Déclaration de la Fédération SUD éducation au CTMEN du 9 avril 2014

Comité Technique Ministériel de l’Education nationale
jeudi 10 avril 2014

En ce premier CTM suivant le remaniement ministériel, la fédération des syndicats SUD Éducation saisit cette occasion pour rappeler que la réforme dite des rythmes scolaires telle qu’elle est imposée malgré l’opposition d’une grande majorité des personnels concernés, malgré les mobilisations importantes, ne va pas dans le sens de l’intérêt des élèves et dégrade le service public national de l’École. Nous demandons la suspension de son application et l’abrogation du décret.

Nous rappelons aussi les engagements pris par le futur président de la République en campagne concernant la scolarisation des élèves porteurs de handicap. Le 22 août dernier, Messieurs les ministres Ayrault et Peillon annonçaient la fin de la précarité pour les Auxiliaires de Vie Scolaire. La réalité est qu’en 2014 seulement 2500 des 28 000 AED-AVS actuels auront accès au CDI, pour une même quotité de service soit un revenu entre 600 et 700 euros mensuels en moyenne. On appréciera ce que veut dire « mettre fin à la précarité » des personnels avec cette mesure phare de la Refondation de l’École.

D’ailleurs 50 000 EVS, soit 60% des accompagnant-e-s ne sont pas concernée-e-s par le dispositif. Enfin la professionnalisation de ces personnels repose essentiellement sur les 120 heures de formation : nous sommes bien loin d’un métier et de conditions de travail et de vie décentes, bien loin des préconisations rendues au printemps dernier.

C’est pourquoi SUD Éducation s’est associée, avec la CGT Educ’Action, les syndicats lycéens, des collectifs d’Auxiliaires de Vie scolaire, les associations de parents d’enfants porteurs de handicap à la journée de mobilisation du 2 avril et continuera à porter les revendications de ce collectif pour une scolarisation de tou-te-s les enfants et la fin du statut précaire des personnels dédiés à l’aide à la personne.
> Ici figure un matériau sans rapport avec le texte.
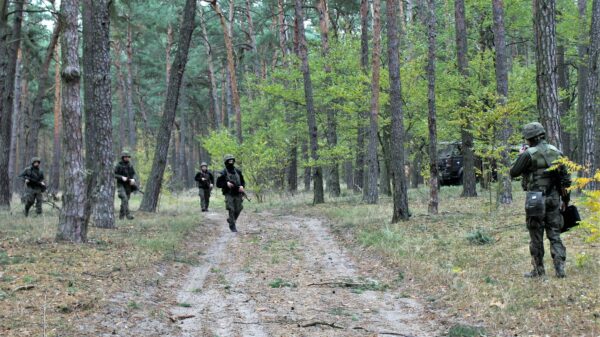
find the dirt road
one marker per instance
(279, 276)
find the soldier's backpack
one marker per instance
(571, 218)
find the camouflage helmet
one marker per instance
(228, 157)
(533, 130)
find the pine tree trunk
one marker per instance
(399, 185)
(333, 183)
(16, 113)
(230, 66)
(590, 109)
(34, 120)
(546, 74)
(468, 178)
(98, 113)
(152, 193)
(359, 168)
(565, 102)
(131, 129)
(71, 224)
(9, 47)
(370, 191)
(307, 170)
(505, 195)
(432, 119)
(582, 75)
(57, 149)
(214, 100)
(310, 110)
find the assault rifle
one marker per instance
(236, 188)
(35, 183)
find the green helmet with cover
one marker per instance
(228, 157)
(532, 130)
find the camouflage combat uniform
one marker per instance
(233, 197)
(124, 188)
(34, 189)
(533, 164)
(205, 181)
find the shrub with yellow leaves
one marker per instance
(591, 200)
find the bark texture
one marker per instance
(71, 224)
(9, 48)
(152, 192)
(590, 108)
(399, 184)
(371, 192)
(462, 51)
(546, 72)
(231, 67)
(505, 195)
(100, 182)
(432, 119)
(333, 182)
(317, 175)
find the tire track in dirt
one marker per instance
(285, 276)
L’Éducation nationale doit porter d’autres valeurs que le mépris banalisé des métiers de l’aide à la personne.

La nomination d’un nouveau ministre en conséquence d’un désaveu massif exprimé dans les urnes le mois dernier est aussi l’occasion pour les personnels et leurs organisations de dénoncer les engagements pris par ce gouvernement en matière d’austérité : nous voulons une juste répartition des richesses, pas « le pacte de responsabilité » avec 50 nouveaux milliards offerts aux revenus du Capital financés sur les salaires, les services publics, la protection sociale.

Toutes les réformes qui attaquent les services publics, encouragent la décentralisation au détriment d’un véritable maillage territorial (en particulier pour l’enseignement professionnel et le service de l’orientation), menacent les statuts, accompagnent le gel de la valeur du point d’indice et l’élargissement des missions, toutes ces réformes doivent être dénoncées.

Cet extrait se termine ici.